In recent years, the Obama administration has slowed funding for the MOX project that has cost taxpayers $3.9 billion on so far, according to the NNSA. Cost estimates for the program’s life cycle had risen to $30 billion.
The administration said in its fiscal 2015 budget proposal released Tuesday that a yearlong review of the MOX program signaled a need for quicker, more cost-effective methods to dispose of surplus Russian and U.S. weapons-grade plutonium.
“A review of this approach has determined that the MOX fuel approach is significantly more expensive than planned and it is not viable within the (fiscal year)2015 funding levels,” according to the budget proposal summary. “The Department of Energy is developing alternative approaches to plutonium disposition and will engage with stakeholders to determine a viable alternative. As a result, the MOX project will be placed in cold standby while an alternative approach is determined.”
The MOX plant – which is about 60 percent complete with a current workforce of about 1,800 – would be the first of its kind in the U.S. to create commercial nuclear fuel from weapons-grade plutonium and represents an international nonproliferation effort.
Last year, the Government Accountability Office said that the project was more than three years behind its 2016 completion deadline and that construction costs were revised from $4.9 billion to $7.7 billion.
Resuming the program after a cold standby would require a significant cost reduction, the NNSA said Tuesday in a media briefing. Other options for plutonium disposition will be analyzed in the coming 12 to 18 months.
“What we mean by (cold standby) is that we would perform activities associated with protecting the facility and equipment from elements and ensuring they are maintained,” said Anne Harrington, the deputy administrator for Defense Nuclear Nonproliferation.
“We will protect the investment should the project be restarted or used for something different,” Harrington said.
Construction began on the 600,000-square-foot facility in 2007.
U.S. Energy Secretary Ernest Moniz said Tuesday that the administration was committed to the 2000 U.S.-Russia agreement to dispose of 68 metric tons of surplus plutonium but that MOX costs had spiraled out of control.

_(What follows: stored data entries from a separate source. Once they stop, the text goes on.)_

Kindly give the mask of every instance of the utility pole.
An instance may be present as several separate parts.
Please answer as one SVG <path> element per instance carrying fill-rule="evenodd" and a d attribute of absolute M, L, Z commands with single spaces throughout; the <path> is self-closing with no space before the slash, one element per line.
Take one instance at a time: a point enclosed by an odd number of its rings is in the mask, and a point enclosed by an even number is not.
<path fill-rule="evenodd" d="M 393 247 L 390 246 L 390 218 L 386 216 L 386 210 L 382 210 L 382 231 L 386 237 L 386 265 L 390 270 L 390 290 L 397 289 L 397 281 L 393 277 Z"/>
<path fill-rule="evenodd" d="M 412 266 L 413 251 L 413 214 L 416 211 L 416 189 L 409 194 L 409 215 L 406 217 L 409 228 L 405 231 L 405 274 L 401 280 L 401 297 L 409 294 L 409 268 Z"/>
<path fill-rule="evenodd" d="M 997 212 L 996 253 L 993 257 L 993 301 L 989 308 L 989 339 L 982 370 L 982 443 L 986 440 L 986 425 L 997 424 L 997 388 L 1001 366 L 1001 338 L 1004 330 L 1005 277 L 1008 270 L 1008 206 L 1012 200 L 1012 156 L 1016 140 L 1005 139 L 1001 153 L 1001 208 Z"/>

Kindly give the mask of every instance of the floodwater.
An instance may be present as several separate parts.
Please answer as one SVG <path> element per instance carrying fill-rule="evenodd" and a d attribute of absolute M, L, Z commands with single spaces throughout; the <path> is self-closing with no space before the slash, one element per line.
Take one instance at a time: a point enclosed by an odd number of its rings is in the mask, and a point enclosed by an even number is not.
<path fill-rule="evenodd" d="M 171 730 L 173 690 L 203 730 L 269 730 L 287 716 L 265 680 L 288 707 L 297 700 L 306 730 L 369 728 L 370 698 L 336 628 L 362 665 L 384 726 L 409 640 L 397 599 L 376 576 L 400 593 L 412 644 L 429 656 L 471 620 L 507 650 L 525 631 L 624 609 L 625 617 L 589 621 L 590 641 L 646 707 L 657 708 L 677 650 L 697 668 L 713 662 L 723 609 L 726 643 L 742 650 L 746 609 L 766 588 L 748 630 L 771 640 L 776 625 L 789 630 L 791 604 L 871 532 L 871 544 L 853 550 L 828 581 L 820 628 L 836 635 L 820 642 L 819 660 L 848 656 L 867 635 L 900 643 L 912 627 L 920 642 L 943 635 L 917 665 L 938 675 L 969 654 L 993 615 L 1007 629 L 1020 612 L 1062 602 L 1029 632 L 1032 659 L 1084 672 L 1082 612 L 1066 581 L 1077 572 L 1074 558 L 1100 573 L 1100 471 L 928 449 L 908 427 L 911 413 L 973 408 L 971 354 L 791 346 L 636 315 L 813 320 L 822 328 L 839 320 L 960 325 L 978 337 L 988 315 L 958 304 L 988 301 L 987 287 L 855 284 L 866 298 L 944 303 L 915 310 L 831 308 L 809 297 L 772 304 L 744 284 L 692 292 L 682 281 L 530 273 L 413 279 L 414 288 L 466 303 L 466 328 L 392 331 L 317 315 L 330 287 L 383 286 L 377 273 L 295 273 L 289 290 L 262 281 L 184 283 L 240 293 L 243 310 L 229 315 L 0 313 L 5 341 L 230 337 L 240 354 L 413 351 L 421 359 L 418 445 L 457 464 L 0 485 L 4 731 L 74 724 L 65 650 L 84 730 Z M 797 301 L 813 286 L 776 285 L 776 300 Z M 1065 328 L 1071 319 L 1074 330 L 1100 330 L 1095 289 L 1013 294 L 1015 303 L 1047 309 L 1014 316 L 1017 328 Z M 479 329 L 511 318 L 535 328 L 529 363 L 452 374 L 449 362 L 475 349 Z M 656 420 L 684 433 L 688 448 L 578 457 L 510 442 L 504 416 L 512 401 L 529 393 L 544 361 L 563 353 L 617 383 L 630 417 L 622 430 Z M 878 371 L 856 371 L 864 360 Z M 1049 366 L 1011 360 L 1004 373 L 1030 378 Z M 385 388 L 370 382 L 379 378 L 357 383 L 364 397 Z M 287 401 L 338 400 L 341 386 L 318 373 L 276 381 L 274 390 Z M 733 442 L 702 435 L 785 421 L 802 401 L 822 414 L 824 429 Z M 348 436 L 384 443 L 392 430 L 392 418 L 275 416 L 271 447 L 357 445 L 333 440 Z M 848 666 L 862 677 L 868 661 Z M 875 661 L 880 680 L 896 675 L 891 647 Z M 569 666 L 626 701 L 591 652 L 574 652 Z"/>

“We have a task force that’s been working at this very hard for the past nine months. They are continuing to work with contractors to see if we can get a substantial cost reduction,” Moniz said.
Of the $1.6 billion proposed for the NNSA’s nonproliferation efforts in the president’s budget, $221 million was allotted to shutter the MOX facility. Cuts to MOX represented more than half of nonproliferation’s 20 percent funding reduction, Moniz said.
MOX construction received $452.7 million in fiscal 2012, $487.7 million under a 2013 continuing resolution and $343.5 million in the spending bill passed in January.
Tom Clements, a critic of the MOX project and an adviser for the South Carolina chapter of the Sierra Club, said the proposal was overdue.
“We have long called on DOE to abandon the mismanaged MOX project and implement viable disposition alternatives, and this request finally gets DOE on the right track,” Clements said.
Some South Carolina lawmakers who have long backed the MOX project blasted the Obama administration for cutting its funding.
“(The president’s) decision to dramatically reduce funding for the MOX program, to a point that raises serious questions about its viability, represents a fundamental breach of trust with the residents of South Carolina,” said U.S. Sen. Lindsey Graham, a Republican.
Republican Rep. Joe Wilson said escalating tensions between Ukraine and Russia underscore the need for nuclear nonproliferation.
“The president is failing to uphold vital nonproliferation agreements and ongoing environment cleanup missions by essentially terminating MOX at the Savannah River Site,” Wilson said. “This project plays an integral role in honoring international agreements with Russia.”